Every MOU states that the contractor may engage subcontractors to
perform work on the project, but that all work performed by
subcontractors will also be under the direction, control, supervision,
and final approval of SEA. MOUs also typically require the contractor
to perform work in a ``timely, responsive, satisfactory, and cost-
effective manner * * *''
(c) The Applicant's Responsibilities. Each MOU states that the
applicant is responsible for all costs of the third-party contractor,
including administrative and clerical costs associated with preparation
and production of environmental documents.

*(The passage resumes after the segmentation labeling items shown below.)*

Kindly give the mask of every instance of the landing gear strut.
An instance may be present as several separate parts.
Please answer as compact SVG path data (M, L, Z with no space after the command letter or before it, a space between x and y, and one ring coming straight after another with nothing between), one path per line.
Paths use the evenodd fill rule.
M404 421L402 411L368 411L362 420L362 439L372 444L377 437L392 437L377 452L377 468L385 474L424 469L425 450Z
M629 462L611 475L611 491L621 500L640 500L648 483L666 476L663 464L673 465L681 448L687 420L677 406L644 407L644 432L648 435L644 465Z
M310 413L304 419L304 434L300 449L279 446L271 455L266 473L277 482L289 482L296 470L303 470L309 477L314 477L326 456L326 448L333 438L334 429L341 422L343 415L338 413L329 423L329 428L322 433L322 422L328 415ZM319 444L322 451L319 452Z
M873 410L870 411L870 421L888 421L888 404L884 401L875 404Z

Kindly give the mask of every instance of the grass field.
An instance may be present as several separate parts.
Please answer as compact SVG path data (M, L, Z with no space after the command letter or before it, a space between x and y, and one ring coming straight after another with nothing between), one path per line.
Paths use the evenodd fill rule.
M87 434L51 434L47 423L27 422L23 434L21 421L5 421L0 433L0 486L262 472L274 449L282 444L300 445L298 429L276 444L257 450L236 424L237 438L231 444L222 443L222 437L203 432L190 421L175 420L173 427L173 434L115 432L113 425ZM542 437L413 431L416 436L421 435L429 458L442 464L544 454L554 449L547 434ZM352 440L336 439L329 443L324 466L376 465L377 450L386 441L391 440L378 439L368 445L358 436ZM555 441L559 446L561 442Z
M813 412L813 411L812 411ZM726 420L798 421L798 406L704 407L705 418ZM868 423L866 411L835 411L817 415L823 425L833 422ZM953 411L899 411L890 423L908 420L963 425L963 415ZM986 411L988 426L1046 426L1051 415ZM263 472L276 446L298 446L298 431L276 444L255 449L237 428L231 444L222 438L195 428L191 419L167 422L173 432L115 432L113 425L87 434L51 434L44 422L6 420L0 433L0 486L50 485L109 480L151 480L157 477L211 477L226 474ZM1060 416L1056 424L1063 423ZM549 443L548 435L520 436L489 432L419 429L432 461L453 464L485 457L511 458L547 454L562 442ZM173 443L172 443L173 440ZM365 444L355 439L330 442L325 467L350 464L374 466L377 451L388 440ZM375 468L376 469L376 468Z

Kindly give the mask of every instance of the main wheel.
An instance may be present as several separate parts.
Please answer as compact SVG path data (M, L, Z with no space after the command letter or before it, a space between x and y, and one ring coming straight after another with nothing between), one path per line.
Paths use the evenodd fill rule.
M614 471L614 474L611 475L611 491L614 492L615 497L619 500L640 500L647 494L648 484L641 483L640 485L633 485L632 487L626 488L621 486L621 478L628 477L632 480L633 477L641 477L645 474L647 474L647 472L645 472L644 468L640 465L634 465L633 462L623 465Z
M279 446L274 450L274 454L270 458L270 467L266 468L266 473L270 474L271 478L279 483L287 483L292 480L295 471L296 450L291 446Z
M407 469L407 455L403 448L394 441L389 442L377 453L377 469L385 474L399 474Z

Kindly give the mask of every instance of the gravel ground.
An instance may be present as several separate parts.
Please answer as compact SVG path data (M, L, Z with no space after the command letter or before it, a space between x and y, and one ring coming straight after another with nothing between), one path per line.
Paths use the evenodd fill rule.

The final step before beginning preparation of the environmental
document is the development of a Work Plan that describes the work to
be performed by the contractor, sets forth a proposed schedule for
completing the work, names the individual members of the contractor's
staff who will be primarily responsible for the project, and outlines
environmental tasks that will need to be performed for the project
known to date (for example, preparation of a biological assessment
under the Endangered Species Act, 16 U.S.C 1531 et seq.). The Work Plan
is prepared by the third-party contractor, in consultation with SEA and
the applicant. SEA has the authority to amend the scope of work and
monitors the contractor on a regular basis to ensure that the work is
progressing efficiently and cost-effectively. SEA also has the
authority to remove the contractor for cause or approve termination of
the contract between the applicant and the contractor.\14\ If SEA
removes the contractor or approves the termination of the contract, SEA
works to replace the contractor with another qualified contractor as
soon as practicable.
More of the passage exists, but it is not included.